KUALA LUMPUR (Reuters) – Malaysian prosecutors may reconsider a murder charge made against a teenage girl accused of killing her newborn son, pending the outcome of a probe into allegations the baby was conceived of rape, the attorney general’s office said on Friday.
The 15-year-old was charged with murder on Tuesday after her son was found last week with stab wounds to his chest, but activists have called for the case to be re-classified as infanticide and for the girl to be released on bail.
The teenager, whose identity authorities have withheld, has alleged the baby was conceived when she was raped by a man in his 20s, according to police.
A separate investigation is underway into the rape allegation and the man she has accused is wanted by authorities.
The attorney general’s office in a statement said the murder charge filed against the girl was “a transparent criminal justice process” based on statements and documentation by witnesses, forensic officials, and pathology experts.

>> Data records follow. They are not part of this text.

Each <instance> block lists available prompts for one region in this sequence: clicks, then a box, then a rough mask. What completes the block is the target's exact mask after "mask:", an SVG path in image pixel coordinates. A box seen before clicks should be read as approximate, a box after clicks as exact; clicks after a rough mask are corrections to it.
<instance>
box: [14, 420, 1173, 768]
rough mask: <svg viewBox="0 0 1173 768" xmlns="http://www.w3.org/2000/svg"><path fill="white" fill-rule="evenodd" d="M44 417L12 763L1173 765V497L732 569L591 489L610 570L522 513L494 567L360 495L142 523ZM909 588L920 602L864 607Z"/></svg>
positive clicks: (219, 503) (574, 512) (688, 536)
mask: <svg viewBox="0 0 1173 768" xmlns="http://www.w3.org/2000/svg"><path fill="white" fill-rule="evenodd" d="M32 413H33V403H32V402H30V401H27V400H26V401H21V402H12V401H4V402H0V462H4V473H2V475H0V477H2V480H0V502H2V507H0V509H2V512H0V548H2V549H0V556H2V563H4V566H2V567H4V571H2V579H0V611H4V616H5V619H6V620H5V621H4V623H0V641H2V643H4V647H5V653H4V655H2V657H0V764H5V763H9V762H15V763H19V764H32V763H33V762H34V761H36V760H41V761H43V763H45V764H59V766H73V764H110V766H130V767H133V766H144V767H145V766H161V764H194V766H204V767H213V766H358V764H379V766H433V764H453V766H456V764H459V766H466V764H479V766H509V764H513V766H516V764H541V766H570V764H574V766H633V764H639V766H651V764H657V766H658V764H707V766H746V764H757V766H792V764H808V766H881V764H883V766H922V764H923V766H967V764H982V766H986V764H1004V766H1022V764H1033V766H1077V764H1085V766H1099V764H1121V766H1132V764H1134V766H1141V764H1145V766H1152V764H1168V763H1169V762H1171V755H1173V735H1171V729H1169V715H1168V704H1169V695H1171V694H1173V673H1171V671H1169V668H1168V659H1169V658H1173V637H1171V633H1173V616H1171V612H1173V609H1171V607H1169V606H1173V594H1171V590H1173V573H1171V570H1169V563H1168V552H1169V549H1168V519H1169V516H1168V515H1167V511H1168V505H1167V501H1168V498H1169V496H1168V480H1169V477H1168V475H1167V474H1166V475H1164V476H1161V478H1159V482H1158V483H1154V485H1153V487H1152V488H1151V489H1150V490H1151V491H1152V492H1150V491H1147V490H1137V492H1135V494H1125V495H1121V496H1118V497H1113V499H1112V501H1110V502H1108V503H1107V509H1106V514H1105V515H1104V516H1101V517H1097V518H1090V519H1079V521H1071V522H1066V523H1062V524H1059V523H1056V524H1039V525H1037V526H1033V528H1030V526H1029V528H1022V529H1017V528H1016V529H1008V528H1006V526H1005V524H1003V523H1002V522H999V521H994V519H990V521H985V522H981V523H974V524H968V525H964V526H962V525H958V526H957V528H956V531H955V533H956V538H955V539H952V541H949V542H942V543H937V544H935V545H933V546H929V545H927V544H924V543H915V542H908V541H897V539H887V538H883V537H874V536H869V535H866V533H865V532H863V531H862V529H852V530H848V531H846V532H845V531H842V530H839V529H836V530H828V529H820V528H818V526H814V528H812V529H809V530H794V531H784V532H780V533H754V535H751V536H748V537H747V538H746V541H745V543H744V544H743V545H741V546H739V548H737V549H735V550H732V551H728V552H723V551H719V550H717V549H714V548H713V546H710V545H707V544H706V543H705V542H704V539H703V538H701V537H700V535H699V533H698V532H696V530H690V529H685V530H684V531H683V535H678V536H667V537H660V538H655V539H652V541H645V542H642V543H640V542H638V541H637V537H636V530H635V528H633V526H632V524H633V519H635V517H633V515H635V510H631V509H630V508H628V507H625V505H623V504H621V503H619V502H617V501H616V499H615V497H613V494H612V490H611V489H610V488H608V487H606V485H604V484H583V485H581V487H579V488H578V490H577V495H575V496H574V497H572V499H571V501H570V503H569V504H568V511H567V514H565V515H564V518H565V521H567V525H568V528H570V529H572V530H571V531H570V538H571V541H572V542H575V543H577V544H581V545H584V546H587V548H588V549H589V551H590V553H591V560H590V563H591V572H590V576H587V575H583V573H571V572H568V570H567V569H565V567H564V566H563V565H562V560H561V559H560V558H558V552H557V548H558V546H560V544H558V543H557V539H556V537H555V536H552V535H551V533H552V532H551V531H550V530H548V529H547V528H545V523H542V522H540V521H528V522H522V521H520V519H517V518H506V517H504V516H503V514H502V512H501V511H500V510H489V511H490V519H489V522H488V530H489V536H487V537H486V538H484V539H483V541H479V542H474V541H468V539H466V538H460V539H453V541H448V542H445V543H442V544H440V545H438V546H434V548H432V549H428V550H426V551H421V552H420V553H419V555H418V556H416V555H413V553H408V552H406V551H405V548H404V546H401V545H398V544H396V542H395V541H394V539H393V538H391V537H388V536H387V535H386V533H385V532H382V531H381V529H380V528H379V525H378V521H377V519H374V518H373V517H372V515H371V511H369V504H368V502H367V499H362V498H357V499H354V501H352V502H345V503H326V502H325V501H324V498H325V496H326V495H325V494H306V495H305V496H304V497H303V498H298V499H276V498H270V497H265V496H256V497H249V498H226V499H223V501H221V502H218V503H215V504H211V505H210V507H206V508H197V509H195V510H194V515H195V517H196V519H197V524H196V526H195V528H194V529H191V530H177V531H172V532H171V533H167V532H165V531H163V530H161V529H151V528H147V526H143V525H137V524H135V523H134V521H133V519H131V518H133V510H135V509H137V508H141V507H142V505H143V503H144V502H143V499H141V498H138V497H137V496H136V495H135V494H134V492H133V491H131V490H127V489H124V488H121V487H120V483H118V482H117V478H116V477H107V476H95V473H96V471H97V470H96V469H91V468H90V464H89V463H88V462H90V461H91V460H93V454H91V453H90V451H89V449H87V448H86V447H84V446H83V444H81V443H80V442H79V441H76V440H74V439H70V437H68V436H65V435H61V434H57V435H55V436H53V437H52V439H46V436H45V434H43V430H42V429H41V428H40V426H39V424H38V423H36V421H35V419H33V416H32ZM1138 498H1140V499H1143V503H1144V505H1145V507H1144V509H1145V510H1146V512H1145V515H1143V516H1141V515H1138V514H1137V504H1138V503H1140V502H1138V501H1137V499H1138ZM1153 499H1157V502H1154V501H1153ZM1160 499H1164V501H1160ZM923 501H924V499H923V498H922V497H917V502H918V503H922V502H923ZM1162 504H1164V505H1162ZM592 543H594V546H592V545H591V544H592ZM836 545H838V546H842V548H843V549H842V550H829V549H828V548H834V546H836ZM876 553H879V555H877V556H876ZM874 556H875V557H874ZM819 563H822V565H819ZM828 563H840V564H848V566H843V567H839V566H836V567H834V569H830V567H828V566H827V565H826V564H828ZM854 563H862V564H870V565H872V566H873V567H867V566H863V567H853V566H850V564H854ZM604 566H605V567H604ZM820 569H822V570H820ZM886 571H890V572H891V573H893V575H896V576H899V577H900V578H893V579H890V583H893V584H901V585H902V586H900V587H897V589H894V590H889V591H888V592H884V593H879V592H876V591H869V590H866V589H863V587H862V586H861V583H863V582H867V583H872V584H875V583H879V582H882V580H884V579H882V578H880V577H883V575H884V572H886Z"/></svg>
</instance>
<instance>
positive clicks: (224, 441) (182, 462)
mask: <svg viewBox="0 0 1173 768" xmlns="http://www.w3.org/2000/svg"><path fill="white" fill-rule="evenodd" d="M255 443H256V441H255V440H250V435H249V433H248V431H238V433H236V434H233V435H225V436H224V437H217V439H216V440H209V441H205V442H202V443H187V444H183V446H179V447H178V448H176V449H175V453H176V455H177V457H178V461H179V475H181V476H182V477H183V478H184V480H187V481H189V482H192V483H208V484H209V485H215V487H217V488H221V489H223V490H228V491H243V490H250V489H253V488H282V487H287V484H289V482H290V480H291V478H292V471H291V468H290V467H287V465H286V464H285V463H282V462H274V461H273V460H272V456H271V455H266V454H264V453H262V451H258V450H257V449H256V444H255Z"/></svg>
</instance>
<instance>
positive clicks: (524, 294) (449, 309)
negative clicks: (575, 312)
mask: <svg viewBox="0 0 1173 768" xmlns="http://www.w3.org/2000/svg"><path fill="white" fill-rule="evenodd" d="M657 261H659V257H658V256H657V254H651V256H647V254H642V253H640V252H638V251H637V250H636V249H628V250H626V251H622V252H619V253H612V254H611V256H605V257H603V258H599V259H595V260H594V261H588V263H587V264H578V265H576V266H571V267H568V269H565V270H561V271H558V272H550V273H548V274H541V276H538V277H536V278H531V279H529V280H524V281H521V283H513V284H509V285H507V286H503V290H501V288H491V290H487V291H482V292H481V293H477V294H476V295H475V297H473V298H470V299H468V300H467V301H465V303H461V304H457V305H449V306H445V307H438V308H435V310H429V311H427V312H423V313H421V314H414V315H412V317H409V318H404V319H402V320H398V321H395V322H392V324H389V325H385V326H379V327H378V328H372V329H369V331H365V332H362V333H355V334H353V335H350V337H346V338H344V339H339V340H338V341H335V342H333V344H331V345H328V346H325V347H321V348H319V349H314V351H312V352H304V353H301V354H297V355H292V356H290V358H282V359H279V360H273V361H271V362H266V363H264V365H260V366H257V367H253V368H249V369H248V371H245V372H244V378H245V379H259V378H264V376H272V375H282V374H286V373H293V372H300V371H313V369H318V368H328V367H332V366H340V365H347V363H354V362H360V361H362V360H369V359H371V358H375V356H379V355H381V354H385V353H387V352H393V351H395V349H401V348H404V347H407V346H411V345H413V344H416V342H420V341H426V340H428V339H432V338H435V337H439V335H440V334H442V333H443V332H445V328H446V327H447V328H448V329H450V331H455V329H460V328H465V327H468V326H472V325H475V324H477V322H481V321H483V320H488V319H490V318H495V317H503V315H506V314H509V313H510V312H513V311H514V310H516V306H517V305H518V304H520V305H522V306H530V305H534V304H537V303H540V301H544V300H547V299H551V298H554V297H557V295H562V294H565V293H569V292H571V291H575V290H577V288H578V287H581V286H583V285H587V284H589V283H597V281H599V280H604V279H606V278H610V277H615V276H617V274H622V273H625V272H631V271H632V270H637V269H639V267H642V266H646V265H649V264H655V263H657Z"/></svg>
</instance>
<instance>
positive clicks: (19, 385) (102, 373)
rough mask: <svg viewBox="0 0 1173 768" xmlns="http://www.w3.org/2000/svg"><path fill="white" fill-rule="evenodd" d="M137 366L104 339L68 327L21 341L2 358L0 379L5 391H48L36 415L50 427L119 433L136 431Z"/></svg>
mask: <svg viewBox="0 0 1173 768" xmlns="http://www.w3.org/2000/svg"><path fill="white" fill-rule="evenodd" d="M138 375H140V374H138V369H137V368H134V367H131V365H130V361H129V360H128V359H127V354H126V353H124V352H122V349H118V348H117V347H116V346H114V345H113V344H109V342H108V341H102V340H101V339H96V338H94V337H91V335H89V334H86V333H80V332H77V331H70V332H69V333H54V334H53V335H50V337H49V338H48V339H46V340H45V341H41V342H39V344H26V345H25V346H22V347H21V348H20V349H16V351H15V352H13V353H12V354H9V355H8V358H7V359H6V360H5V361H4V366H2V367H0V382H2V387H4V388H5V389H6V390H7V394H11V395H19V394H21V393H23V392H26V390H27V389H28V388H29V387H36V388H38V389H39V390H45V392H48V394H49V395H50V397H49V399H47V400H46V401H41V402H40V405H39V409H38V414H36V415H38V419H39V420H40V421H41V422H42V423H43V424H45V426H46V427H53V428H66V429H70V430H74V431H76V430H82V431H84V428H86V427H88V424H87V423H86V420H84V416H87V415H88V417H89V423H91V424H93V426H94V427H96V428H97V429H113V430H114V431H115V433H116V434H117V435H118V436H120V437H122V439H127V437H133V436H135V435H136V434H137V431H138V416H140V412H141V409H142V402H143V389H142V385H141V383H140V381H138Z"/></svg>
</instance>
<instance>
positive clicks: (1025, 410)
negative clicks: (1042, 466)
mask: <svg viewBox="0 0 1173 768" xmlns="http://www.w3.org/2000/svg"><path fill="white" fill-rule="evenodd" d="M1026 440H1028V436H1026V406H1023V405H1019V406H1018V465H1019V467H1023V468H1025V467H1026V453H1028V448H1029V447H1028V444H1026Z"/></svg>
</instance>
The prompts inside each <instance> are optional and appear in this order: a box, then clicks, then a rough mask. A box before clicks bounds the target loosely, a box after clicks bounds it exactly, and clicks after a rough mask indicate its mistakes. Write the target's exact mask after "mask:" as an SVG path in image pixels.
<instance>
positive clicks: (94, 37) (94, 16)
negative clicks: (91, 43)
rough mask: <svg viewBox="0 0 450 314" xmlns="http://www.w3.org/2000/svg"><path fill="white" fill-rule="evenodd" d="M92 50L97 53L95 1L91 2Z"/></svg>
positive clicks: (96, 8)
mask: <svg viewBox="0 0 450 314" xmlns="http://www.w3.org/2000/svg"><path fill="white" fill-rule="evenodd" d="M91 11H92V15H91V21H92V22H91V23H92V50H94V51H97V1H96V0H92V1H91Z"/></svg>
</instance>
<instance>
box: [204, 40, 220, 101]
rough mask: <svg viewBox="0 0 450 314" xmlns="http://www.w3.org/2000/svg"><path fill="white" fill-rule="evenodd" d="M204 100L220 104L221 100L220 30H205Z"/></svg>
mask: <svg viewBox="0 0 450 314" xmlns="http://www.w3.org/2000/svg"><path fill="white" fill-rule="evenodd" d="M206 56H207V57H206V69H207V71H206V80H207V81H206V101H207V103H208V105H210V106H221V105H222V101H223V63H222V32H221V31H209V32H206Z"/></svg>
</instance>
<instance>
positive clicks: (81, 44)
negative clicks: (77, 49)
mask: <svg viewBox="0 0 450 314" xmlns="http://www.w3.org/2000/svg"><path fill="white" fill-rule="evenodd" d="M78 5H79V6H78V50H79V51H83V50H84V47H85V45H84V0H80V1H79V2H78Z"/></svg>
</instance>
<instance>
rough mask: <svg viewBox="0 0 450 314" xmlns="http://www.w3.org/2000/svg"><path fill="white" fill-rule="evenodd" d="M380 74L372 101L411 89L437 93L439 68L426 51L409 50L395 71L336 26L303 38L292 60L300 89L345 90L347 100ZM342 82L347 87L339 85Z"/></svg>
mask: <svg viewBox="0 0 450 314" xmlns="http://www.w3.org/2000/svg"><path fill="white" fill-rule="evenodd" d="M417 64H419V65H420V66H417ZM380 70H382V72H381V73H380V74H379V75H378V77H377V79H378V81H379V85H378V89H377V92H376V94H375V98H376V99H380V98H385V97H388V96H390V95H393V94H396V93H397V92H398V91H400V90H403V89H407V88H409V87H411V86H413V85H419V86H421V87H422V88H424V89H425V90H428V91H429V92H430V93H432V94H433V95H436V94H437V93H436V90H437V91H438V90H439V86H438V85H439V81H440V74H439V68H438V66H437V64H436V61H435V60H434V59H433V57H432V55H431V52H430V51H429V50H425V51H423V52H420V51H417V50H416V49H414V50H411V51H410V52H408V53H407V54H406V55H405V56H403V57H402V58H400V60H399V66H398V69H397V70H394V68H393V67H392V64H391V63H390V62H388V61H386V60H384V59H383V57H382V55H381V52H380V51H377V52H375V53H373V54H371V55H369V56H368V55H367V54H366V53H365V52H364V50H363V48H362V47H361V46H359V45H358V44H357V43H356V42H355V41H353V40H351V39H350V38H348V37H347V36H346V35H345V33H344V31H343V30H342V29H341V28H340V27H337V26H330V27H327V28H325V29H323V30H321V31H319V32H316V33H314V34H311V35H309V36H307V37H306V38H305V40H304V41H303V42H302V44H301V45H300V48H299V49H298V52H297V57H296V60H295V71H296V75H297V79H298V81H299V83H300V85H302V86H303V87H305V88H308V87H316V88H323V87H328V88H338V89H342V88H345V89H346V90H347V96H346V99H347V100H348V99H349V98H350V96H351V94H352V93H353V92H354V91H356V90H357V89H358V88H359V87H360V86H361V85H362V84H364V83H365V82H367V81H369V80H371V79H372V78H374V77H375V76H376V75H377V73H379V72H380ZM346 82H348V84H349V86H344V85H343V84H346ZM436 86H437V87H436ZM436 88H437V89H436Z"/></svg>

But prosecutors can “review the original prosecution” and change it to another charge “based on additional developments as well as the results of the probe into the rape incident”, the statement added.
The charge of murder carries the death penalty in Malaysia, but if convicted, the girl would instead serve a prison sentence under alternative sentencing laws for minors.
The teen was detained after she was found holding the deceased baby at a house in Terengganu state on Malaysia’s east coast on Feb. 8.
Investigations later found the baby’s umbilical cord had been cut with a sharp object, as well as a stab wound, and other bodily injuries.